At the same time, refinancing conditions of many European banks have worsened sharply since the Brexit vote, with prices of their stocks and bonds dropping sharply. Concerns about a weakening economic outlook, as well as lower yields and a flatter yield curve, which constrain the banks' ability to generate revenues and thus weigh on profitability, were the likely causes. This has especially increased the market's focus on Italian banks which carry large amounts of non-performing loans on their books, in a situation in which the rules of the newly launched European Banking Union severely limit the ability of governments to provide support to banks.
Such stresses are likely to further restrain the lending activity of banks in Italy, and possibly elsewhere. At the same time, leverage in the banking system has, in our view, been reduced sufficiently to prevent a renewed financial crisis in the Eurozone. Overall, however, tighter financial conditions are likely to continue to imply sub-par investment and growth in the Eurozone periphery, as has been the case in past years.
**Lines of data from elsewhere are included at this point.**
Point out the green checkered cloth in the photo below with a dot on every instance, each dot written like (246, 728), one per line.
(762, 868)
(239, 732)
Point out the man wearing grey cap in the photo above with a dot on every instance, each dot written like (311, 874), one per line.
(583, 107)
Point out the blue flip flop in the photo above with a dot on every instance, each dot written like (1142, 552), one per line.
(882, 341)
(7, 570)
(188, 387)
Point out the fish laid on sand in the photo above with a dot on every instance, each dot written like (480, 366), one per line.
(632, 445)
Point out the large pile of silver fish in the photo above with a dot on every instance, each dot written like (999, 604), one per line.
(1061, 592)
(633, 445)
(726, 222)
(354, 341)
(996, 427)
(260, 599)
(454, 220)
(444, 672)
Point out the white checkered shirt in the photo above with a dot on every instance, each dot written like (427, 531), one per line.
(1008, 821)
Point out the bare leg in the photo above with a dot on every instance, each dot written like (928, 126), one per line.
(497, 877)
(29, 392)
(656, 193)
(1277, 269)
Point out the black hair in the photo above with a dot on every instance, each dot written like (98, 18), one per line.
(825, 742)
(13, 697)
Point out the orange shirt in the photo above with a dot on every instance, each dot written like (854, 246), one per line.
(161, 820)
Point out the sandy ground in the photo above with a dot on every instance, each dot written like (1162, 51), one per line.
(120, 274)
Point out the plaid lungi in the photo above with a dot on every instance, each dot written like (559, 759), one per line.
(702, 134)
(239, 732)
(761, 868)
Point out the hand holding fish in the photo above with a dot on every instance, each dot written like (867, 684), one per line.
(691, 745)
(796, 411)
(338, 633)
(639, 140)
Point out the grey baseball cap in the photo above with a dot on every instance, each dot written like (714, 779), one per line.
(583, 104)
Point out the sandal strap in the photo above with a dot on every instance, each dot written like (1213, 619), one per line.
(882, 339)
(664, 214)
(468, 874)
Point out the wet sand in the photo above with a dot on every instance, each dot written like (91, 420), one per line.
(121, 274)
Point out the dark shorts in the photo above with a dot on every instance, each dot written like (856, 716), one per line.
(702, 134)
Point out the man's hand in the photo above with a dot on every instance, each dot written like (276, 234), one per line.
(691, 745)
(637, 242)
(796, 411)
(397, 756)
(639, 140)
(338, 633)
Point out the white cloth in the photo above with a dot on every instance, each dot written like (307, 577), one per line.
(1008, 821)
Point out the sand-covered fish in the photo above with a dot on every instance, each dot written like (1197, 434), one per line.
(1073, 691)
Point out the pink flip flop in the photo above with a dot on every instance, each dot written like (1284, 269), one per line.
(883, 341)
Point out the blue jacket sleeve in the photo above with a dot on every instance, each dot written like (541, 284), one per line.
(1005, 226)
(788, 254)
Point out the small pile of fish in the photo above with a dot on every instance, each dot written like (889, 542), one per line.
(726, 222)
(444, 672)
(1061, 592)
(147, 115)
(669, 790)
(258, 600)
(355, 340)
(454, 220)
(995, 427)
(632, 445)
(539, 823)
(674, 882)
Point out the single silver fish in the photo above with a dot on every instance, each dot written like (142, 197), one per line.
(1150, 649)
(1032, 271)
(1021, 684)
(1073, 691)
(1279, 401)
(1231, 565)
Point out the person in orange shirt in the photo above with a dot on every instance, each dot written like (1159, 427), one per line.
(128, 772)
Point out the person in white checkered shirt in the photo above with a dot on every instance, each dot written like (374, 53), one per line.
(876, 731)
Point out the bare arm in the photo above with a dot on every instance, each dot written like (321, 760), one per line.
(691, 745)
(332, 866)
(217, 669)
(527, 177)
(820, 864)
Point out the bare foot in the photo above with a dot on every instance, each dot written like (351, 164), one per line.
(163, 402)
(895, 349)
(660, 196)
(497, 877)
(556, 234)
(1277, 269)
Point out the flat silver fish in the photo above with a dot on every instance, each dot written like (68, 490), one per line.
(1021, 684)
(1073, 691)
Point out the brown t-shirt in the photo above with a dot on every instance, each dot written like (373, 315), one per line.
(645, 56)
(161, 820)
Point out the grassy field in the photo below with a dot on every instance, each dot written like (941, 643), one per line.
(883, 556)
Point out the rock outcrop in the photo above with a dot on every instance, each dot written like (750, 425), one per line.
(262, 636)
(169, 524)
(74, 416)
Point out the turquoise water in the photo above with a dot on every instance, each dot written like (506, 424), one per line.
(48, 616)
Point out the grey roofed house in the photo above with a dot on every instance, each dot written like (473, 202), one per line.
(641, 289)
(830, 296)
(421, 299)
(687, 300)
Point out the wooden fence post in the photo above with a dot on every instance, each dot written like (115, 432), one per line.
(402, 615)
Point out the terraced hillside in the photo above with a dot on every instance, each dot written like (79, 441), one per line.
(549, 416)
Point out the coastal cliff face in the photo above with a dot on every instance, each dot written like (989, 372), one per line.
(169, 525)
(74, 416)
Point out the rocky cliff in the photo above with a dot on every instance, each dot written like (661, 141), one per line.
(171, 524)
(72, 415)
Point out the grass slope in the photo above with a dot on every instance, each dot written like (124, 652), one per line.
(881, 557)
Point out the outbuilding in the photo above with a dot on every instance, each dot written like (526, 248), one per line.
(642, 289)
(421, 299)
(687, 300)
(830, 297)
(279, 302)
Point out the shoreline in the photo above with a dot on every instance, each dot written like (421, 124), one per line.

Global Brexit Fallout Likely to Be Contained
To summarize, we think that the Brexit vote mainly has negative consequences for the UK economy, whereas spillovers – primarily via trade, confidence and financial conditions – are likely to be contained elsewhere. Nevertheless, recent developments regarding the European banking sector are a cause for concern, and need to be closely monitored going forward.
Even if the impact of each channel in isolation might not be particularly large, the sum might still represent a non-negligible drag on the European economy, in particular. We have therefore maintained our 2016 growth forecasts at current levels, in spite of the more positive data prints before the Brexit vote, but have slightly downgraded our 2017 forecasts. More negative scenarios would come into play over the longer term if political fragmentation risks increase in the EU more severely, contrary to our assumption.